Ahora, ya no sólo nos quitamos el ‘calzón de castigo’, sabemos los beneficios. Además de ser una herramienta infalible contra el estrés y el insomnio; en julio de 2003, un equipo de investigación, dirigido por Graham Giles, del Cancer Council Australia, dedujo que los hombres que se masturban con frecuencia son menos propensos a desarrollar cáncer de próstata además de que representa una opción de eyaculación sin coito, lo que evita enfermedades de transmisión sexual. Aunado a estos puntos de salud, yo siempre he dicho que masturbarse provee de información. En una relación sexual, ¿cómo vas a saber qué es lo que te gusta si no lo has descubierto por ti mismo/a? En caso de las mujeres, se ha comprobado que aquellas que tienen dificultad para llegar al orgasmo o siquiera saber cuáles son sus puntos de mayor erotización, nunca practicaron el autoerotismo.
Pocas mujeres afirman que se excitarían viendo a su hombre masturbándose. Sin embargo, muchos hombres se prenden como polvorín con una mujer acariciándose y estimulándose los genitales. Otros, nunca falta, se sienten desplazados o tienen ideas machistas por lo que ven como una ofensa que su mujer se autosatisfaga. Pero si a ti ustedes el concepto de verla les anima la libido, deben pedírselo con mucha delicadeza. No se lo planteen como una fantasía si no como un juego de mutua confianza donde ambos podrán estimularse a sí mismos e intercambiar el proceso para tener un nuevo estilo de relación antes del coito o para sustituirlo. Si tú mismo(a) no te sientes cómodo(a) al mostrarle lo que haces a solas porque te parece que es algo muy tuyo, entonces opta por ‘guiar’ a tu pareja y estimularte a través de ella: pon tus manos sobre las suyas y haz que te acaricie del modo en que tú lo harías. Lo mismo en su caso. A veces, nos resulta intimidante comenzar a tocarnos frente al otro sin más ni más. Así que inicia acariciando muy lentamente, mientras besas y después lleva sus manos hacia esta zona y continúa el movimiento hasta que lo haga sola. Entretanto, tus manos ya deben estar ‘ocupadas’ en otra parte de su cuerpo. Esto nos desinhibirá y cuando menos lo pensemos estaremos masturbándonos. Posiciones como el 69 –que está claramente diseñada para dar y recibir sexo oral– también se aplica al caso de la estimulación manual mutua. Puedes buscar tu propia postura donde ambos intercambien sus manos y se estimulen al tiempo que puedan besarse y rozar sus cuerpos.
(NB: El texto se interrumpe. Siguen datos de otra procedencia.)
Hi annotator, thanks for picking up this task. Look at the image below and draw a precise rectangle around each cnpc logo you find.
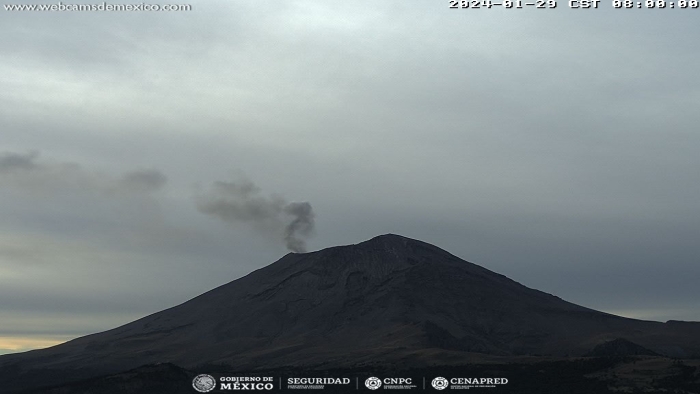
[365,376,413,390]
Tal vez, ante tanta excitación tengas demasiadas ganas de llegar al coito pero les recomiendo que aplacen lo más posible esto y descubrirán la gran satisfacción que se logra ya que el proceso eyaculatorio se hará más largo y sus orgasmos se hagan más intensos.
Otra buena técnica que también está abarcada en este campo es la del frotamiento genital. Acostados uno sobre el otro –no importa quién encima de quién–, deslicen sus cuerpos mientras permiten que sus genitales se rocen. Puedes estimularla en el clítoris con la punta de tu pene (que muevas con las manos) e ir bajando para tocar también la entrada de su vagina y los labios menores. En este caso, se recomienda uso de condón ya que si llegas a dejar algo de tu lubricante dentro de su vagina, puedes embarazarla. Hay intercambio de fluidos y todo lo que esto implica.
Una posición útil dentro de ésta práctica es la de la silla humana: sentado en la cama, recargado en la cabecera, pídele que se siente encima de tu pelvis con las piernas extendidas sobre las tuyas, de tal modo que tu pene quede libre frente a su vagina. Desde ahí ella podrá manipular tu pene al tiempo que dicho movimiento estimulará su zona genital; puede mover la cadera o ayudarse con las manos. Usen su imaginación y podrán darse cuenta de que el coito no es la única opción para lograr relaciones de éxtasis. Por algo los dúos tanto en las películas como en los deportes se hacen tan famosos: dos pares de manos, hacen maravillas
Disfruten.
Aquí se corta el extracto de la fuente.